Famous Army Stores Ltd.
- Company type: Limited
- Industry: Retailer
- Founded: 1940s
- Founder: Wilson Family
- Defunct: 2001
- Fate: administration
- Headquarters: Garston, Liverpool
- Products: camping equipment, outdoor clothing footwear and army surplus

= Famous Army Stores =

Famous Army Stores Ltd. was a major independent retailer of camping equipment, outdoor clothing footwear and army surplus. It was established as a limited company in 1981 but had been trading since the 1940s. It was based in Garston, Liverpool,

The company had been founded in the 1940s by the Wilson family of Liverpool, whose business interests also included Limocoat, Cathedral Touring Agency and Starways Airline. Highpoint Trading was the parent company for Famous Army Stores and Limocoat, formed as a vehicle for a management buy-out in 1996.
The management buy-out was undertaken.
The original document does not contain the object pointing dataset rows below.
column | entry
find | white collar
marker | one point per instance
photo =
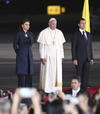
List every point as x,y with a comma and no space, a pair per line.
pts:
76,91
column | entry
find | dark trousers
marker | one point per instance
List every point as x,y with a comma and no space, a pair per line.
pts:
24,80
82,70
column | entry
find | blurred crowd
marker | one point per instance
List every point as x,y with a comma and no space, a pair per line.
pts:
33,101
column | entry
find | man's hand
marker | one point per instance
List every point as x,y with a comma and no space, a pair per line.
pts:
75,62
43,61
92,62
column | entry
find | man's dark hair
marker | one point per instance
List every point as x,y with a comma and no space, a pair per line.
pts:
81,19
25,20
77,78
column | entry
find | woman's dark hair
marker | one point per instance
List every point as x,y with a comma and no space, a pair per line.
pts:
23,21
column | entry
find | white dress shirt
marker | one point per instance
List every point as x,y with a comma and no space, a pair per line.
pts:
82,32
74,92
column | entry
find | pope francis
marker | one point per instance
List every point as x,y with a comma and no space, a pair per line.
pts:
51,42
The chain then rapidly grew from 100 shops to 200, with a turnover of £50 million and profits of £2.2 million in 1998. However the outbreak of foot and mouth disease plunged the business into losses for 2001, after the countryside was closed and requirement for company's goods disappeared for 7 months leaving the company with a liability of costs for 200 branches and 1,500 employees and negligible income. The company struggled to stay afloat without receiving any government aid and eventually went into administration.

The preferred bidder and eventual owner, Blacks Leisure Group (Blacks), acquired 47 shops and all of the stock for £1.7 million. While Blacks retained all of the staff from the 47 shops, most of the managers left the business as the stores' brands were changed to Millets or Blacks.